Generating raw XML and a "rendered" version in same set of diffs

Our documentation is stored in XML and to provide a proper review you need to see the raw XML, for metadata that is not in the rendered view, as well as looking at how the content actually renders in plain text (or html or pdf) - it really is just text there are no images in this documentation since they are UNIX style man pages.

We have a command that can convert the XML into plain text, which I could then use to provide a before/after diff of the rendered page (providing full context using ‘diff -U99999’).

What I would like to do is have the diffs for a given review be both the diffs of the XML - which are what we will actually push via mercurial (we don’t use arc land at all) - and the diffs of the rendered plain text (which are never pushed anywhere and aren’t committed in the mercurial workspace).

I can do that using the ‘arc diff --raw-command’ to supply a diff of the XML and the plaintext; but then I loose the metadata/context about the repo/branch and the source repositories hostname and path. We need the repo/branch metadata for our automated builds, because there are usually C/Python source code changes that go along with the documentation changes.

Generating the rendered documentation view “server side” via a Herald hook would be acceptable but I don’t believe I can make it part of the same set of diffs that way.
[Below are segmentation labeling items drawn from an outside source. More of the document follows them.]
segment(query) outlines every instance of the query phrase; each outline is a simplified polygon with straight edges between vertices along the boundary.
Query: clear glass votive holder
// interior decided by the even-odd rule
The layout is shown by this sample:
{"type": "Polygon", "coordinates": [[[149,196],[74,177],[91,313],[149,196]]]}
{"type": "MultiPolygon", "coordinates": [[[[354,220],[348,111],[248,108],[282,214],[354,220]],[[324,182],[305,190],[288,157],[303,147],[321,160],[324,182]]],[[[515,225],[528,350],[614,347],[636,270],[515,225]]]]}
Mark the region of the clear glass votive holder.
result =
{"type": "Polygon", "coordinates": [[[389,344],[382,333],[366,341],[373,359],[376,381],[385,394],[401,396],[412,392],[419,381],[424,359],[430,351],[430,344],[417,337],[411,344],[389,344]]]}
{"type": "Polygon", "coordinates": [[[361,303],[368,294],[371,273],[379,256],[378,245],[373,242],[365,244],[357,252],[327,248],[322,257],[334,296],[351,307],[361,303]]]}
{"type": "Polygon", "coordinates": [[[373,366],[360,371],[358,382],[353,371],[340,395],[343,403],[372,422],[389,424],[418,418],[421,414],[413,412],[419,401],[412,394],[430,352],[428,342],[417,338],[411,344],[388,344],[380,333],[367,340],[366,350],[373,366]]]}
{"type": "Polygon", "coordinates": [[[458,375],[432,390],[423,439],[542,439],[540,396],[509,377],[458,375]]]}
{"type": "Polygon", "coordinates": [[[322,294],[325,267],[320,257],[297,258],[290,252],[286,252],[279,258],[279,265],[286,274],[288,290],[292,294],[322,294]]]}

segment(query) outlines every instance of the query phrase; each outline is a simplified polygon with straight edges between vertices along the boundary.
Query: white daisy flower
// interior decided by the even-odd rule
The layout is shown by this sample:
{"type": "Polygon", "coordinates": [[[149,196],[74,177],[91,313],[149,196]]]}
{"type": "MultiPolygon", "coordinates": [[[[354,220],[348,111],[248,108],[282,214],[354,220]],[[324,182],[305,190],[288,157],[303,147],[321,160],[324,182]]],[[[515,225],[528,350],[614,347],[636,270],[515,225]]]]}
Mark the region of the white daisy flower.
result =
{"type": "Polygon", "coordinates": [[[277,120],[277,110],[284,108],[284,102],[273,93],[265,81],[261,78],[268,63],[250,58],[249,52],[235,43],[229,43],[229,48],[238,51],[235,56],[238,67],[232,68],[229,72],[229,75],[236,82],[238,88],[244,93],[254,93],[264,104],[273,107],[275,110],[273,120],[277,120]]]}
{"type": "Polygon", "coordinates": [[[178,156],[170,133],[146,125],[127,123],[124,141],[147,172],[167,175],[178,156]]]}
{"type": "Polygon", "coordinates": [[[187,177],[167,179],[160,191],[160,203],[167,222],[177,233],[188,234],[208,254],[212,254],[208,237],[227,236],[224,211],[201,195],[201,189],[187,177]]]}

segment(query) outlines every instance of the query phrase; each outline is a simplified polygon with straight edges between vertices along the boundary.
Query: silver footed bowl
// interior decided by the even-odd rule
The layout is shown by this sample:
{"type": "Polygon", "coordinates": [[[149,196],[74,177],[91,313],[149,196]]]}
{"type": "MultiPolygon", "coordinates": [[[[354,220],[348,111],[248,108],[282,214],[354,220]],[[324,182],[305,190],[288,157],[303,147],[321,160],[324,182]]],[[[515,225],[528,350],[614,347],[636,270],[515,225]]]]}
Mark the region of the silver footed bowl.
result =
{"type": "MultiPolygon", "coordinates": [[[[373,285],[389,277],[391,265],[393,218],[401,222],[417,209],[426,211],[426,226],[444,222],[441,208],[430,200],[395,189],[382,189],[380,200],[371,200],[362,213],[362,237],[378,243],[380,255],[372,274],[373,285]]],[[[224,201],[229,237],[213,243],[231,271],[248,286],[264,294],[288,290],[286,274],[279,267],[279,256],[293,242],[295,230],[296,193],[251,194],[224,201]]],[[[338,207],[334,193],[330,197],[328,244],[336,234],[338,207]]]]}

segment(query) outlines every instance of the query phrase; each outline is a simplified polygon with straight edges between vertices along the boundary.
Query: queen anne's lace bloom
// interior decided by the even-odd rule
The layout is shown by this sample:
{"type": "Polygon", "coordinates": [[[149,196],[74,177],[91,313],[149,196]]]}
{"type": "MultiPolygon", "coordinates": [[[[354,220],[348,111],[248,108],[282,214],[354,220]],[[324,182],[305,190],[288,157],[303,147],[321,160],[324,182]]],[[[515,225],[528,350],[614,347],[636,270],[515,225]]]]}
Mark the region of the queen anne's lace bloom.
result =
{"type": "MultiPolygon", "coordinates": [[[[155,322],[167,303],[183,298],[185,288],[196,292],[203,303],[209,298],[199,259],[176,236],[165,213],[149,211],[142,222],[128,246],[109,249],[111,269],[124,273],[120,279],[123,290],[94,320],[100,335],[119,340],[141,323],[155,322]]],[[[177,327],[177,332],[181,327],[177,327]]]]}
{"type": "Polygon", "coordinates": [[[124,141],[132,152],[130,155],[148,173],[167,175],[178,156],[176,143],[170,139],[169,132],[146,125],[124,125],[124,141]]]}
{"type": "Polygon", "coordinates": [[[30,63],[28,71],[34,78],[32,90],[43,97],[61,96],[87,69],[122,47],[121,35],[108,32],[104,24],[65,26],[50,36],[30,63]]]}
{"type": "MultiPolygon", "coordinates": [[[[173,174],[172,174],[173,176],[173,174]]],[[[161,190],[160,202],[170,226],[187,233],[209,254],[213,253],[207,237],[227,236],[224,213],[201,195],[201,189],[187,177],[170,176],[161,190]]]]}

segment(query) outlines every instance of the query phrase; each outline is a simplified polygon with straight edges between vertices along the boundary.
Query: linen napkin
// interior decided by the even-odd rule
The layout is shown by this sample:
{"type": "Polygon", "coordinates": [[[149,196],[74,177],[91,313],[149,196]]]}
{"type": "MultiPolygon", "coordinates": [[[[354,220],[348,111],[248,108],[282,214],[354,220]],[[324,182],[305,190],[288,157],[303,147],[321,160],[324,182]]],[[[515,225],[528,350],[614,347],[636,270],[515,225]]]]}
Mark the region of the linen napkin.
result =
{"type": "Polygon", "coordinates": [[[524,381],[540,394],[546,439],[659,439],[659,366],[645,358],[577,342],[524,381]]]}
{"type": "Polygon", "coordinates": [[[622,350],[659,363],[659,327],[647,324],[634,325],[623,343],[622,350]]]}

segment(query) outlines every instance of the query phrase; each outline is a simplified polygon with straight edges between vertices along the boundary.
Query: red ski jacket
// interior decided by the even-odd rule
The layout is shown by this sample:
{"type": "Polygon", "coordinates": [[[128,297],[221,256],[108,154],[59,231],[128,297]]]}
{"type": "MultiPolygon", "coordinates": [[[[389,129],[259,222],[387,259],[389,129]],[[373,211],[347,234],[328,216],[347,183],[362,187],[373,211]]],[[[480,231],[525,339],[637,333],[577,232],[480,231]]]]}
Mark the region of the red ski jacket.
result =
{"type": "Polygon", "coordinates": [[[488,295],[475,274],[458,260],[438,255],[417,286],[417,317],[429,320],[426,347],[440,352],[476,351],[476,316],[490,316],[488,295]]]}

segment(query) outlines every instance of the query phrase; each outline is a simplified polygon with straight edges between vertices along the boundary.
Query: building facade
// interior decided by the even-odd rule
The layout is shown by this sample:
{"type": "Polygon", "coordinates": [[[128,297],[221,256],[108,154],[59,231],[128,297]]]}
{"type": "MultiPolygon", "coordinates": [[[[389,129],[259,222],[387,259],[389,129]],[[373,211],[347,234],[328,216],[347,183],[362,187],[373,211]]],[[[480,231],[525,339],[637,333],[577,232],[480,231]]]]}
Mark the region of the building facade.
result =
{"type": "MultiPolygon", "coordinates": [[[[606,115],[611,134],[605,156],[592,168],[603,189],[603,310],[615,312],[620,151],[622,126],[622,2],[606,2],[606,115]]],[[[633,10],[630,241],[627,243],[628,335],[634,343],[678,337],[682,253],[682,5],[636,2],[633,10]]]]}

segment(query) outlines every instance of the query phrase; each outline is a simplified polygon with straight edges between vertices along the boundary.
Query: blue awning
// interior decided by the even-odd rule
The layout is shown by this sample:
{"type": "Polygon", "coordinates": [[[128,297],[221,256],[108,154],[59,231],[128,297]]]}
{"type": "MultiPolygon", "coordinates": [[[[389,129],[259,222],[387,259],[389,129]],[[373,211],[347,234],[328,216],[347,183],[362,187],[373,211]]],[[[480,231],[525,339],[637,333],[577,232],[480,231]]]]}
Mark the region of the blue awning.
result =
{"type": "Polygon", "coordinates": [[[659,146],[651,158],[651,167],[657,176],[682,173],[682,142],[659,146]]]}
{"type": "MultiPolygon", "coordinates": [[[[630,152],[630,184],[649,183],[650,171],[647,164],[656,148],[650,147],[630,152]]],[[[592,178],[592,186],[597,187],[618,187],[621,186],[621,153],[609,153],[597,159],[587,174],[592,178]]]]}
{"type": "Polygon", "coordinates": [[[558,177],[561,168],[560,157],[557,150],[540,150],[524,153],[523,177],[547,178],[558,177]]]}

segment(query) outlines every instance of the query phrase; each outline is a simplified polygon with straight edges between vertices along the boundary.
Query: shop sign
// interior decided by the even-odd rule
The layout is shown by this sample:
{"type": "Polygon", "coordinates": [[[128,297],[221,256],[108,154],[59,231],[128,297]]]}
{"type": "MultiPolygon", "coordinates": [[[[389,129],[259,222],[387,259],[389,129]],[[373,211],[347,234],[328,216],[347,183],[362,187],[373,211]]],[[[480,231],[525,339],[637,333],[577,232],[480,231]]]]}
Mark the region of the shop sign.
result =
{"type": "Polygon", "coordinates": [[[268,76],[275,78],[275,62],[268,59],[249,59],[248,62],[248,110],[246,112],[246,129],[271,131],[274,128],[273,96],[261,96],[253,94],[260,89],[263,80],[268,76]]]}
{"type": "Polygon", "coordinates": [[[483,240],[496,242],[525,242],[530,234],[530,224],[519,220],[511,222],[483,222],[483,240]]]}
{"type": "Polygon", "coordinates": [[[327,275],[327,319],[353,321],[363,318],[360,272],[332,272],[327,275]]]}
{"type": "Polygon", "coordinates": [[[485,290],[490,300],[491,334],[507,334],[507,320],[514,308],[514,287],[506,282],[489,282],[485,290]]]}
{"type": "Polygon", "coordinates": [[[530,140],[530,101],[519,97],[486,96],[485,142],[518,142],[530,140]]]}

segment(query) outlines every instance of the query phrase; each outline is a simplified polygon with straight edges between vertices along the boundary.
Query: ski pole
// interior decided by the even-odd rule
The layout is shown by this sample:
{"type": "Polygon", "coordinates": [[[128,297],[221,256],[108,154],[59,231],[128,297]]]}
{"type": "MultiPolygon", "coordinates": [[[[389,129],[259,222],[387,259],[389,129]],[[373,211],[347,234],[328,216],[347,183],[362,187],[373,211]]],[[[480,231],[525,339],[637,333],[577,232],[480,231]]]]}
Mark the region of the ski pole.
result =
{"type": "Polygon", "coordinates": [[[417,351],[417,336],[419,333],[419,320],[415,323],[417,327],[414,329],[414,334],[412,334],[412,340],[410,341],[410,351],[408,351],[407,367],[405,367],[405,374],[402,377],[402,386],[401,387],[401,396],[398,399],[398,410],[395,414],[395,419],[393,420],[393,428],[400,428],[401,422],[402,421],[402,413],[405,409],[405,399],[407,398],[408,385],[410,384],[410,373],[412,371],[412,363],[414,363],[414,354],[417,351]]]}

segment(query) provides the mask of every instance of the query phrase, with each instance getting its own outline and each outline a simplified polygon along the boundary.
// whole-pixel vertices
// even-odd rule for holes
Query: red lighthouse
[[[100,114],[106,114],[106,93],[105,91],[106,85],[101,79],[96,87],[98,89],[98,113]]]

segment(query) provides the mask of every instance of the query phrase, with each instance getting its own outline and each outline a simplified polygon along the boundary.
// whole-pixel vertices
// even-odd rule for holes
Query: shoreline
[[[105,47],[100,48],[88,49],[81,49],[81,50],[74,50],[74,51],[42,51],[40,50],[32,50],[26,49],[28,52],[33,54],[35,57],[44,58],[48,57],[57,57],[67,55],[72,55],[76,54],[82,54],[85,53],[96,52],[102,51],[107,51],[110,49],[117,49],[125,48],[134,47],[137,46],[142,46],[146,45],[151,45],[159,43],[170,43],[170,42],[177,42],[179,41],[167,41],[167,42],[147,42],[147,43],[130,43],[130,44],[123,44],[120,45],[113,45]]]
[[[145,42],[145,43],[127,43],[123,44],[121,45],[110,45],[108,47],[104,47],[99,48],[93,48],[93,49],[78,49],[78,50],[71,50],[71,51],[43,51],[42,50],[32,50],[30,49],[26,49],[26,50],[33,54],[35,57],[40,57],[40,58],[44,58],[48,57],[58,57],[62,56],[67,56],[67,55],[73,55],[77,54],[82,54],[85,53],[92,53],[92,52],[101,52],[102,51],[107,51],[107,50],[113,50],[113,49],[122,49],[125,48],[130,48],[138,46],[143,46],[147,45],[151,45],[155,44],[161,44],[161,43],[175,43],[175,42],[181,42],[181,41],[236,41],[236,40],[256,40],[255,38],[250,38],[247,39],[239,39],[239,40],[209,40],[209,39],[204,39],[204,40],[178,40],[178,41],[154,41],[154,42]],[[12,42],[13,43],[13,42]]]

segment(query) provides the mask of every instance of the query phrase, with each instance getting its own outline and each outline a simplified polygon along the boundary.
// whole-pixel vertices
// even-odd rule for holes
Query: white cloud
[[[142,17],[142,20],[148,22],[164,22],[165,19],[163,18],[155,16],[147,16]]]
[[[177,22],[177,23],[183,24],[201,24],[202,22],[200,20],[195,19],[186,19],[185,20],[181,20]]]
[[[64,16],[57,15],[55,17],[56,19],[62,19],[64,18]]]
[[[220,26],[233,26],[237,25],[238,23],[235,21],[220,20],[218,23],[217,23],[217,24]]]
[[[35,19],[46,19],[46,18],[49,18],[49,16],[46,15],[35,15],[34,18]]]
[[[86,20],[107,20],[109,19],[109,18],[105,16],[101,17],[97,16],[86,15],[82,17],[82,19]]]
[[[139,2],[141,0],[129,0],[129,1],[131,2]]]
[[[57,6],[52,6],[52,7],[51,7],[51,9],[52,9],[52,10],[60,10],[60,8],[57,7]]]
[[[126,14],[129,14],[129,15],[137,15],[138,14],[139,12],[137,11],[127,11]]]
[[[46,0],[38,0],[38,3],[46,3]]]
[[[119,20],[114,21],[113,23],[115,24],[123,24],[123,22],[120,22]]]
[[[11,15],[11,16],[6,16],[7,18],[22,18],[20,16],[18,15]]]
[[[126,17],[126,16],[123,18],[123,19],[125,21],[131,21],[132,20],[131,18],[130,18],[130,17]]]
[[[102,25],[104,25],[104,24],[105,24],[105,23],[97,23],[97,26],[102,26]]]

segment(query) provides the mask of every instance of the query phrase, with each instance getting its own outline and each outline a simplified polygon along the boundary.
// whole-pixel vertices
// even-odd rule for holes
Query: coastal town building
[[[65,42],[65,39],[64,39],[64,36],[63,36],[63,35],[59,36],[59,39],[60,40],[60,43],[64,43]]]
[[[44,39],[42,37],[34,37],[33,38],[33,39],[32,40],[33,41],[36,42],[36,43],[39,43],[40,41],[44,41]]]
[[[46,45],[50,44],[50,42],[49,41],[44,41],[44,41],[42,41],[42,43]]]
Currently our developers use ‘arc diff’ directly without any wrapper, but if we need to provide a wrapper script that would be acceptable. I don’t want the developer do have to run multiple steps, to get the rendered view submitted along with the raw XML.

Any ideas on how to achieve this ?


Implement a DocumentEngine for this content type, following PhabricatorJupyterDocumentEngine.

The web UI will automatically show a rendered diff of the document, and you can “View As Document Type… > View as Source” to see the raw source.

Today, there is no way to provide a plain text “rendered” view of a document at submit time. Many rendered documents do not render to plain text (for example: Jupyter notebooks, 3d models) and Phabricator could not implement meaningful block-level differencing and commenting for general document types on the basis of a human-readable text rendering alone (for example, if you rendered a Jupyter notebook to plain text, Phabricator could not identify the block boundaries; if you somehow rasterized a 3d model into plain text, Phabricator could not move the viewport).

I currently have no plans to allow submission of a client-side rendered text alternative, since: it’s much less powerful than DocumentEngine in the general case; it would require additional storage (DocumentEngine does not need to store a second variation of the change, since it can derive the rendered variation from the source variation); it runs into security/trust problems (where a client may submit an inauthentic variation of a document) and support problems (where the feature depends on a relatively larger and more difficult to reproduce chain of components); and there are no current customer requests for this (current customers interested in this class of feature are exclusively interested in rich document rendering features).

1 Like

Completely understand that this isn’t something that is general purpose.

I like the idea of a Document Engine and the fact it works with the submitted diffs is an even better solution for us, since as you pointed out there won’t then be the opportunity for the client side to have submitted in miss-matched pair o fraw and rendered.

Thank-you for the very quickly reply much appreciated.